Oksitosin hormonu süt üreten hücrelerin etrafında bulunan kas dokusunu harekete geçirerek bunların kasılmasını ve bu kasılmayla da sütün kanallarda ilerlemesini sağlar. Ayrıca oksitosin hormonunun kanalları genişletici etkisi sütün kanallarda ilerlemesini daha da kolaylaştırır.

Oksitosin hormonunun yüksek dozlarda rahimi kasıcı etkileri de vardır ve bu nedenle bu hormon doğum eylemi fizyolojisinde ve doğum sonrası rahimin "toparlanmasında" önemli görevler üstlenir. Bu nedenle emziren annelerde, emzirmeyenlere göre rahim daha kolay "toparlanır".

Oksitosin hormonunun rahimi kasıcı bu etkilerinden "suni sancı" oluşturulmasında ve doğum sonrası kanamaları durdurmada da faydalanılır ve bu amaçla bu hormonunun ilaç haline getirilmiş şekli serum içinde dışarıdan verilir.

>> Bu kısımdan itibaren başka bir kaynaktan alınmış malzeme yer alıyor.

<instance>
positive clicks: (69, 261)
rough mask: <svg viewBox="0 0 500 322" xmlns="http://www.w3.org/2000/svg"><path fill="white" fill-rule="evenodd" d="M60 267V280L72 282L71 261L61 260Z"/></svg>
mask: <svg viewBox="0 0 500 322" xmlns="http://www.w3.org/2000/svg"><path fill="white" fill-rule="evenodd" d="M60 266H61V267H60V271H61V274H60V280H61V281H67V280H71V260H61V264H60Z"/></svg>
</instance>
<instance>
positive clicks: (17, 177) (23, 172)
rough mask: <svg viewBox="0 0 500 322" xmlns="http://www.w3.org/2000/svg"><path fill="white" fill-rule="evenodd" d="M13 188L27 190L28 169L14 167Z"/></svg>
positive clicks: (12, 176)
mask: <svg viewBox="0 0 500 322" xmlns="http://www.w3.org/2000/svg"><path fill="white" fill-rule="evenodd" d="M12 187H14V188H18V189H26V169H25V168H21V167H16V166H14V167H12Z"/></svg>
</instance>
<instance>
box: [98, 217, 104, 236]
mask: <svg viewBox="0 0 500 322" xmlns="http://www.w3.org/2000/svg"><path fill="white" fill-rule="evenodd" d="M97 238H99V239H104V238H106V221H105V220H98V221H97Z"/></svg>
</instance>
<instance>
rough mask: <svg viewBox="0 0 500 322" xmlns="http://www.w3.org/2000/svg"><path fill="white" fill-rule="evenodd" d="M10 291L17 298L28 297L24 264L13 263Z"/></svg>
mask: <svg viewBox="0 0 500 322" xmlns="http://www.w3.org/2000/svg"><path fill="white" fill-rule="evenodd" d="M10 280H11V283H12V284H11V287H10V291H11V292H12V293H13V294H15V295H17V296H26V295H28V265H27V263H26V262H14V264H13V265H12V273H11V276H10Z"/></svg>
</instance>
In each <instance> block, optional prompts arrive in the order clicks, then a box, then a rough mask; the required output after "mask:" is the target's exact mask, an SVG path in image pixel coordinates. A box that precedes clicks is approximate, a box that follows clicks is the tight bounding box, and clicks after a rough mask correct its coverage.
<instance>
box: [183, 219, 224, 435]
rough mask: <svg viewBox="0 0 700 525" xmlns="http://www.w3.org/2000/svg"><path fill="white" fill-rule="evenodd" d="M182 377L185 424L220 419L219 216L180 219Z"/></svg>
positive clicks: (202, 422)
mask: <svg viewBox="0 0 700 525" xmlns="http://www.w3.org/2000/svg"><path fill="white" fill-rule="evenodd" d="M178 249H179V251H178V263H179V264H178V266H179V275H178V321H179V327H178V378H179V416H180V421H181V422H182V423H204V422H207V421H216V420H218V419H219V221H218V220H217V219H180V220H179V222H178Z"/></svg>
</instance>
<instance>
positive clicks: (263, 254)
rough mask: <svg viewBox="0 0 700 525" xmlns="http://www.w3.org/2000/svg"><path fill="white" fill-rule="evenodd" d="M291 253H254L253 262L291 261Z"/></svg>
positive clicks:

Süt üretimi arz ve talep kanunlarına göre işler. Bebek ne kadar emerse o kadar çok hormon salgılanır ve o kadar çok süt üretilir.

Emzirmiş, veya emzirmekte olan bir anneyseniz bilirsiniz, henüz emzirmemişseniz bunu ileride yaşayacaksınız:

Emzirme eylemi esnasında anne sütü kanallarda ilerlediğinde oluşan "hareketlenme" anne tarafından hissedilebilir. Bunu anneler emzirme esnasında göğüslerde "karıncalanma", "yanma", "uyuşma", "kaşıntı", "ürperme" ya da daha farklı şekillerde, genellikle "tuhaf" ancak "rahatsızlık vermeyen bir şey" olarak hissederler. Bazı anneler ise süt kanallarda ilerlediğinde hiçbir şey hissetmezler.